À Perpignan, 810 détenus pour 493 places
Construite en 1987, la prison de Perpignan fait actuellement l’objet d’un grand plan de rénovation qui consiste à installer des douches dans chacune des cellules. Les travaux qui devaient être engagés en 2024 peinent à avancer compte tenu de la surpopulation. « Perpignan, exception honteuse en Occitanie : Nous sommes le seul grand établissement de la région sans douche en cellule », dénonce Pierre Grousset secrétaire départemental Ufap-Unsa.
Selon Gérard Taillefer, « les travaux de mise en place des douches demandent six à sept cellules constamment libres”, configuration impossible du fait de la surpopulation. « Donc là, actuellement, on n’a que deux cellules pour les douches. Ça avance très peu. » Avec ironie, le syndicaliste lance, « Rivesaltes (nouveau centre pénitentiaire prévu à Perpignan) va ouvrir en 2028, nous, on n’aura pas terminé les douches ! »
Si la maison d’arrêt pour les femmes compte 28 cellules, début juin, 75 détenues y sont incarcérées, soit une suroccupation de 264%. Un triste nouveau record, dénoncent les syndicats. Du côté des hommes, la situation est tout aussi grave. La maison d’arrêt prévue pour 132 hommes, compte 357 détenus condamnés à des courtes peines ou en attente de procès, soit une surpopulation de 270%. Gérard Taillefer évoque également la saturation des 333 cellules du centre de détention (CD), pour les peines longues et les jugements définitifs. Au mépris de l’article L.2213-3 du code pénitentiaire, 45 cellules sont doublées.
Mais comment en est-on arrivé là ?
La surpopulation carcérale est un problème également au niveau national, dont le centre de Perpignan est le point d’orgue. La densité moyenne en France est de 133%, début mai, il y avait 83 681 détenus pour 62 358 places. Un chiffre en hausse de 30% depuis 2021. Selon les analyses, le palier de 85 000 devrait être franchi dès 2025. Ce qui place la France parmi les mauvais élèves en Europe.

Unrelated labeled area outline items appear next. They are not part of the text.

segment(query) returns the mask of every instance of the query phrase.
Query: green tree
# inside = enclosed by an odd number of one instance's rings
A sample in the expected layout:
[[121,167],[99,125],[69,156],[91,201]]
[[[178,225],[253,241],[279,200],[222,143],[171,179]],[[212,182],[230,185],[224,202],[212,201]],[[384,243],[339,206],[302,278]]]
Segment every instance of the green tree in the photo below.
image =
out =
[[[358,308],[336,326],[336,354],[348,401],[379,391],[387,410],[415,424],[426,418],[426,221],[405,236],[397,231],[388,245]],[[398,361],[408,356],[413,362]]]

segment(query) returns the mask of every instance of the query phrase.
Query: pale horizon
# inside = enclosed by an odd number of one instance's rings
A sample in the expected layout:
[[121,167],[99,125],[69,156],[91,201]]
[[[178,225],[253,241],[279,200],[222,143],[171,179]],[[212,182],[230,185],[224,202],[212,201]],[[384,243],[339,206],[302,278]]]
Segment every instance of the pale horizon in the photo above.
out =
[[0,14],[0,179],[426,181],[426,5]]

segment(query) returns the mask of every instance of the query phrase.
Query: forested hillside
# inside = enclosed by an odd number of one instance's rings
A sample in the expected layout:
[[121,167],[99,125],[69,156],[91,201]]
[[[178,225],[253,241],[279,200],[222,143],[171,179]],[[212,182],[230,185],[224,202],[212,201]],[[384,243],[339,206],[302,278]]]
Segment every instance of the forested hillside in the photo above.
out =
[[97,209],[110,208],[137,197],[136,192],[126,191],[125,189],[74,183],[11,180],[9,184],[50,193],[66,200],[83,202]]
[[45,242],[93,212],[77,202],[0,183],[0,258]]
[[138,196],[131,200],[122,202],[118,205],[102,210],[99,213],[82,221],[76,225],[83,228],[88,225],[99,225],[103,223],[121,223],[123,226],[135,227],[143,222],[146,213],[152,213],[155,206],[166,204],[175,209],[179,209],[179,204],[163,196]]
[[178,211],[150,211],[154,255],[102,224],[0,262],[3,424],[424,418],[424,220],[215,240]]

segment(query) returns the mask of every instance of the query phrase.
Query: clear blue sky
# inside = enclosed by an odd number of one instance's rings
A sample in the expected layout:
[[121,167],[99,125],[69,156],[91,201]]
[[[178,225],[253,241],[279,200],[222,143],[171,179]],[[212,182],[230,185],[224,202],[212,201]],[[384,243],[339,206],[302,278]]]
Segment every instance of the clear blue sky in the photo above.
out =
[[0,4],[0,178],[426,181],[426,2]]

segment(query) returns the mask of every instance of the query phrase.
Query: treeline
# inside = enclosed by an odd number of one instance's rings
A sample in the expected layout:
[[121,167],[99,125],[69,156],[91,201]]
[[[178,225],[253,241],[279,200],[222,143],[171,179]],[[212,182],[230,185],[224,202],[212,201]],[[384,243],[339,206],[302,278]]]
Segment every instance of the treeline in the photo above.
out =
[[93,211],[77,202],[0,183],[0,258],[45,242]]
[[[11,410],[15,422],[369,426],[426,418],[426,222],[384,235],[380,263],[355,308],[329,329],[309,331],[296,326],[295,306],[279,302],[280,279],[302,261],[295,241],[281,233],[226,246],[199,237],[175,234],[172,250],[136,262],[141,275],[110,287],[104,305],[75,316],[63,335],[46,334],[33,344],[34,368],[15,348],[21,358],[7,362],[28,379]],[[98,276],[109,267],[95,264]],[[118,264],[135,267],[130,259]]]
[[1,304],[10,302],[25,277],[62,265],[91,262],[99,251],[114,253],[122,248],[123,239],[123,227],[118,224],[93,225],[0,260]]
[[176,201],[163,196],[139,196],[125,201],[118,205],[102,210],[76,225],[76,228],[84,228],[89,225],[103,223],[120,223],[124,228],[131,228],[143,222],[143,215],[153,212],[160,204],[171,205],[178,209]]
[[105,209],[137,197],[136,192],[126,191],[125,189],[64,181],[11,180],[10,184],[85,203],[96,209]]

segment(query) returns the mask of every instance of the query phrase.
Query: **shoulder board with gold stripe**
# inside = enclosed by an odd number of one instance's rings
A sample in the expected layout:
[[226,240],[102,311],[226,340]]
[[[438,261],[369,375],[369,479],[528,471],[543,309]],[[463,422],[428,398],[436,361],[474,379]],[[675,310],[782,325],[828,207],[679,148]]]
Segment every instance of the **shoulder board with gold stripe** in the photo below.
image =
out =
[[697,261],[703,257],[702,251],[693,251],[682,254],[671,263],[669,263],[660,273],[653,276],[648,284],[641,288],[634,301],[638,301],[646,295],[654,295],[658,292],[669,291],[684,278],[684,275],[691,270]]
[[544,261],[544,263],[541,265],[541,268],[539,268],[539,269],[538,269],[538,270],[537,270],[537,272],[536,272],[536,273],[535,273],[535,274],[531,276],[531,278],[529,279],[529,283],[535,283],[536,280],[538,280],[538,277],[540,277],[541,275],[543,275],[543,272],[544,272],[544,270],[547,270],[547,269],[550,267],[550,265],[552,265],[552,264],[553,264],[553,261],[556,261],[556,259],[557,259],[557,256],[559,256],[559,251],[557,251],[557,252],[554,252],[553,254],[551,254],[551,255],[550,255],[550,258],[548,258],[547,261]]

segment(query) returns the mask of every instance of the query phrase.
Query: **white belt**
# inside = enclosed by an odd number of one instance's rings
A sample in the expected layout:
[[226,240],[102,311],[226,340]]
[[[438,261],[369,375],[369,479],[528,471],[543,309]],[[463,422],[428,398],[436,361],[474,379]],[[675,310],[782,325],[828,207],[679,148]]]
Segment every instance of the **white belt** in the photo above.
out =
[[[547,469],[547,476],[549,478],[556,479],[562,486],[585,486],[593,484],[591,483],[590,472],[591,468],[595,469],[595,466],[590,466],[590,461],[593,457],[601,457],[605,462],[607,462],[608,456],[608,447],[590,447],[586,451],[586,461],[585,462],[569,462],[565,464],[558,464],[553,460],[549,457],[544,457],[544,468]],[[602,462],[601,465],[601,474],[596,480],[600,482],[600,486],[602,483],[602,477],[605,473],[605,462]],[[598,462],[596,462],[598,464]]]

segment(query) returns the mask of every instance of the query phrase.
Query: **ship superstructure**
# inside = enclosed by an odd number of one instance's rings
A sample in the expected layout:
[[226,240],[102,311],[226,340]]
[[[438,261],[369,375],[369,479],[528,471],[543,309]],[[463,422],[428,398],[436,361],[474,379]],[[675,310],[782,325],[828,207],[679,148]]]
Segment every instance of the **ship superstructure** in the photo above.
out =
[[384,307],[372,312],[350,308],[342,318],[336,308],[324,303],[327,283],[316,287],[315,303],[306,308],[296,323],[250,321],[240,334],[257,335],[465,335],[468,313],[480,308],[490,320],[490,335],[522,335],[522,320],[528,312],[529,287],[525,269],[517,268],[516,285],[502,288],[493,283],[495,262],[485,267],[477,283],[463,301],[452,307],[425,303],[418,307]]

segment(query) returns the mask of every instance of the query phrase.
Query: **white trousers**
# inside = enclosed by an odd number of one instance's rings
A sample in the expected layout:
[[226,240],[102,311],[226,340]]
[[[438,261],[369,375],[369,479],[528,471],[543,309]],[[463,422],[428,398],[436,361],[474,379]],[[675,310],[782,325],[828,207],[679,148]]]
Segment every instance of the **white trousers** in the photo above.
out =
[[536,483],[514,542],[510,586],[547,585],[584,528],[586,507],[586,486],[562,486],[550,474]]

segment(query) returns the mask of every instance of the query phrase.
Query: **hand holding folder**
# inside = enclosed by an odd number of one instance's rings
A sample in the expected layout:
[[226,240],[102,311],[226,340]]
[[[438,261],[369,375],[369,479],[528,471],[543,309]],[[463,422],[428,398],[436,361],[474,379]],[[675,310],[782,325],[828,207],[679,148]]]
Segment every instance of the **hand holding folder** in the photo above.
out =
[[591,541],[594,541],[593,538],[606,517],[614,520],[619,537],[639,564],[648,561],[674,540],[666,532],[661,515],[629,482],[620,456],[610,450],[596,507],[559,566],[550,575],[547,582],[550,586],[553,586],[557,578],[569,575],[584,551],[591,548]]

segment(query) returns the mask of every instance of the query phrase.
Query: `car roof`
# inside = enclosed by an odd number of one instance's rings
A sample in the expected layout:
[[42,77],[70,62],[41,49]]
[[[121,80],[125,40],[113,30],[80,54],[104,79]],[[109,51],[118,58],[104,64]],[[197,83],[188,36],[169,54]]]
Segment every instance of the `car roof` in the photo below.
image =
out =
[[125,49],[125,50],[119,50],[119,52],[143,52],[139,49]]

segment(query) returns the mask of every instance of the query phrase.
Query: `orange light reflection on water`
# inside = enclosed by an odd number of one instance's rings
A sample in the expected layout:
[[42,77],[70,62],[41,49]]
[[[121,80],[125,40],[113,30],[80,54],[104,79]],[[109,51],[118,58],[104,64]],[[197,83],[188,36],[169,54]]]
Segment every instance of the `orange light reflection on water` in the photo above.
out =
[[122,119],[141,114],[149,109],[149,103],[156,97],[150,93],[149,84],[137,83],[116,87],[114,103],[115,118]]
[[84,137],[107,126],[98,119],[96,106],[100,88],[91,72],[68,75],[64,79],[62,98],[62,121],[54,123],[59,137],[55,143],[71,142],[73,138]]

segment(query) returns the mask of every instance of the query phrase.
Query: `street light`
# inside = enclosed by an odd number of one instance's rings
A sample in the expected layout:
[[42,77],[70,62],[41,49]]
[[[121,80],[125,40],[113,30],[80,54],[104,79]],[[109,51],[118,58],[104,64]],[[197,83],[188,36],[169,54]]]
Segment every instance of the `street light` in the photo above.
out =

Gérard Taillefer se souvient du « plan 13 000 » lancé à la fin des années 80. Depuis, 5 000 nouvelles places de prisons sont sorties de terres en 2009-2010, et notamment le site de Béziers, mais depuis “il ne s’est plus rien passé”, se désole le syndicaliste. Il ajoute : « le monde de la pénitentiaire a été écarté. Personne n’a voulu le regarder. Personne n’a voulu s’en occuper. Et on l’a laissé pourrir la situation. Aujourd’hui, on a peut-être 30 ans de retard de construction ». La France a d’ailleurs été condamnée par la Cour européenne des droits de l’homme en 2023 pour conditions indignes de détention, signe de l’ampleur du problème soulevé par ces mobilisations.
Un manque de personnel chronique à Perpignan
Récemment, le Directeur de l’administration pénitentiaire (DAP), Sébastien Cauwel, s’est rendu à Perpignan. Les syndicats ont dressé un constat préoccupant pour les personnels et notamment en ce qui concerne les effectifs. De l’avis des deux syndicats, il manque à Perpignan 26 surveillants et surveillantes. Pourtant la prison la plus au sud de l’Hexagone ne manque pas de candidats. Ce sont surtout les départs en retraite non remplacés qui font défaut au moment de la relève. « On arrive aujourd’hui à un point de non-retour parce qu’on ne peut plus assurer la sécurité à l’intérieur de l’établissement », confie Gérard Taillefer.
Pour apaiser les tensions à Perpignan, le DAP aurait proposé de transférer les détenus des Pyrénées-Orientales vers les directions pénitentiaires de l’est. Pour rappel, depuis un an le dispositif « stop écrou » qui consiste à dévier les détenus vers d’autres centres pénitentiaires a été activé près d’une dizaine de fois.
Devant les grilles du centre pénitentiaire, plusieurs familles patientent pour accéder au parloir avec leur proche. Mais l’une des conséquences de la mobilisation des agents est l’annulation des visites. Les mobilisés se défendent, pointant que ces mouvements de protestation « les concernent aussi, parce que ce sont les conditions de vie des détenus, parce qu’il faut savoir que quelqu’un qui est incarcéré aujourd’hui, à son arrivée, il dort par terre sur un matelas ».